In the four Servant Songs, this character’s attributes are described. The Servant is an agent of justice, and of proper religious observances. The Servant was chosen before birth, and will be a light to the whole world, including the Gentiles. The Servant is wise and helps those who are tired. Then, in the final glorious song, known as the Song of the Suffering Servant, we meet a character who suffers. He is despised and rejected by others, a man of sorrows, he carries our infirmities, the Lord lays our iniquities on him, he is led like a sheep to the slaughter but does not open his mouth. He is buried among the wicked in a rich man’s tomb. He bears the sins of many and intercedes for those who have harmed him.

The Servant is Isaiah’s superhero, a character who is good and wise and just, but who also suffers. The Servant is not necessarily promised glory and wealth in return for faithfulness, but is faithful nonetheless. It is a sobering view of the future for the Judeans, offering hope tinged with sacrifice and uncertainty.

We read Isaiah 42 today, on the feast of the Baptism of Our Lord, because when the voice from heaven in Matthew 3 says ‘This is my son, the Beloved, with whom I am well pleased’ it is a direct reference to ‘Here is my servant whom I uphold, my chosen in whom my soul delights’. Later in Matthew, the first four verses of this song will be directly quoted to rationalise why Jesus told his followers to keep quiet about him and not make a big fuss.

When the early Christians, all Jews, needed language and imagery to explain Jesus they found everything they needed in the Servant Songs in Isaiah. You can imagine the lightbulb moment when they had the epiphany that Jesus embodied everything about Isaiah’s hero. So the language and ideas were borrowed and applied to Jesus, sometimes overtly and sometimes subtly. Sometimes this gives the impression that a prophet (like Isaiah) predicted attributes of Jesus, and Jesus amazingly fulfilled them. But this is a rather unsophisticated way of viewing the text. Rather, the gospel writers took their literary and theological cues from prophets like Isaiah, and drafted their narratives in a way that was comprehensible and inspirational to their Jewish counterparts.
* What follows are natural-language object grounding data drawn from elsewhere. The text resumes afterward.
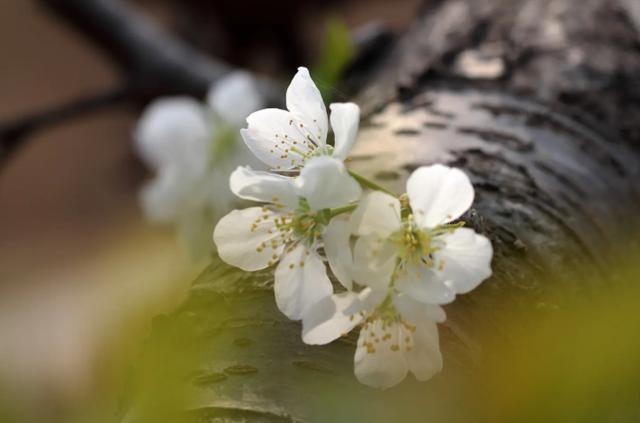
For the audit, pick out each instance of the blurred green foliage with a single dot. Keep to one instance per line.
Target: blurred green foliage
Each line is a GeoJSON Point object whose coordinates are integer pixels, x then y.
{"type": "Point", "coordinates": [337, 53]}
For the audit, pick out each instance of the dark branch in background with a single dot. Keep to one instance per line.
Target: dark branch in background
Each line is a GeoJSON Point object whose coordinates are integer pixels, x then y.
{"type": "Point", "coordinates": [153, 62]}
{"type": "Point", "coordinates": [157, 63]}
{"type": "Point", "coordinates": [11, 134]}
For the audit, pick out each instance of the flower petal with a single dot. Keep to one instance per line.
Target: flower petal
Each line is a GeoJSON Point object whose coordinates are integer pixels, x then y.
{"type": "Point", "coordinates": [422, 284]}
{"type": "Point", "coordinates": [424, 358]}
{"type": "Point", "coordinates": [438, 194]}
{"type": "Point", "coordinates": [415, 312]}
{"type": "Point", "coordinates": [305, 102]}
{"type": "Point", "coordinates": [331, 318]}
{"type": "Point", "coordinates": [380, 356]}
{"type": "Point", "coordinates": [338, 250]}
{"type": "Point", "coordinates": [274, 138]}
{"type": "Point", "coordinates": [345, 118]}
{"type": "Point", "coordinates": [173, 132]}
{"type": "Point", "coordinates": [234, 97]}
{"type": "Point", "coordinates": [465, 260]}
{"type": "Point", "coordinates": [377, 213]}
{"type": "Point", "coordinates": [244, 238]}
{"type": "Point", "coordinates": [373, 262]}
{"type": "Point", "coordinates": [326, 184]}
{"type": "Point", "coordinates": [262, 186]}
{"type": "Point", "coordinates": [300, 282]}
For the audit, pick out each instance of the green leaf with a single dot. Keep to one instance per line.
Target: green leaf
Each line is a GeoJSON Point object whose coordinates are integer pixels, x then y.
{"type": "Point", "coordinates": [337, 52]}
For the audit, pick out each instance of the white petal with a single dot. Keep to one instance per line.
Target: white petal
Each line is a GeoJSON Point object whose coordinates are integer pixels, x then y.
{"type": "Point", "coordinates": [415, 311]}
{"type": "Point", "coordinates": [380, 360]}
{"type": "Point", "coordinates": [300, 282]}
{"type": "Point", "coordinates": [465, 260]}
{"type": "Point", "coordinates": [422, 284]}
{"type": "Point", "coordinates": [234, 97]}
{"type": "Point", "coordinates": [173, 132]}
{"type": "Point", "coordinates": [246, 246]}
{"type": "Point", "coordinates": [305, 103]}
{"type": "Point", "coordinates": [373, 262]}
{"type": "Point", "coordinates": [331, 318]}
{"type": "Point", "coordinates": [262, 186]}
{"type": "Point", "coordinates": [424, 358]}
{"type": "Point", "coordinates": [438, 194]}
{"type": "Point", "coordinates": [338, 250]}
{"type": "Point", "coordinates": [274, 137]}
{"type": "Point", "coordinates": [377, 213]}
{"type": "Point", "coordinates": [326, 184]}
{"type": "Point", "coordinates": [345, 118]}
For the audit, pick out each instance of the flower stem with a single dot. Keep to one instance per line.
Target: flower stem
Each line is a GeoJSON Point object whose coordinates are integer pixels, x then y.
{"type": "Point", "coordinates": [367, 183]}
{"type": "Point", "coordinates": [344, 209]}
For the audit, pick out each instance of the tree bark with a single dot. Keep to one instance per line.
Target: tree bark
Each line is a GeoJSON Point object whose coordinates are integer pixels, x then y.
{"type": "Point", "coordinates": [533, 99]}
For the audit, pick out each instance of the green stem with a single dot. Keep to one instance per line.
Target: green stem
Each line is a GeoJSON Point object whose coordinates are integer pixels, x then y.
{"type": "Point", "coordinates": [344, 209]}
{"type": "Point", "coordinates": [366, 183]}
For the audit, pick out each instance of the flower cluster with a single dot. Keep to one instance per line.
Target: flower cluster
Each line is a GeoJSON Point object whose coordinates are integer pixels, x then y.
{"type": "Point", "coordinates": [193, 147]}
{"type": "Point", "coordinates": [398, 258]}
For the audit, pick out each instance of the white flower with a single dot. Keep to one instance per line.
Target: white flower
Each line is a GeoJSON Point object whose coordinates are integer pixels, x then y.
{"type": "Point", "coordinates": [193, 148]}
{"type": "Point", "coordinates": [416, 248]}
{"type": "Point", "coordinates": [397, 334]}
{"type": "Point", "coordinates": [288, 229]}
{"type": "Point", "coordinates": [285, 139]}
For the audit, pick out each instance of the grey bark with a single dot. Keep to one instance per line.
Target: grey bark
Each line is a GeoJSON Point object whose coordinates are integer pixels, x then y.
{"type": "Point", "coordinates": [535, 100]}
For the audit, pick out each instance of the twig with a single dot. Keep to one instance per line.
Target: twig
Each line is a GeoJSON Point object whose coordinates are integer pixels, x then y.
{"type": "Point", "coordinates": [13, 133]}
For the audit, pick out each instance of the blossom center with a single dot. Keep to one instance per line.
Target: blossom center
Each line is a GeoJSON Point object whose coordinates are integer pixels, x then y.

The original ‘comic book character’ of The Servant arose during the exile, and helped the Judeans make sense of a faith that was removed from their homeland. Not all the Jews went home, and Jews continued to live outside the homeland for millennia to come. But Second Isaiah helped them to see their identity as something that transcended a particular location or civil structure. The Servant helped Jews to be Jews wherever they found themselves, and whatever injustices or sufferings they faced.

The characterisation of Jesus as the Suffering Servant had a similar effect. Jesus became the iconic hero of the alternative reality that we call the Kingdom of God. Despised and rejected, yet offering forgiveness and wisdom. The gospel portraits of Jesus provided a ideal to which we might aspire, and reassurance for when we fall short.

In an age of surging nationalism, where fidelity to one’s country is often stridently demanded, and anything resembling a lack of patriotism is attacked, we who are citizens of the Kingdom of God would do well to look to Jesus as our model, our hero and our icon. He has no shield of Vibranium, nor a sword distributed by a strange woman lying in a pond. He is the suffering servant, and by his wounds we are healed.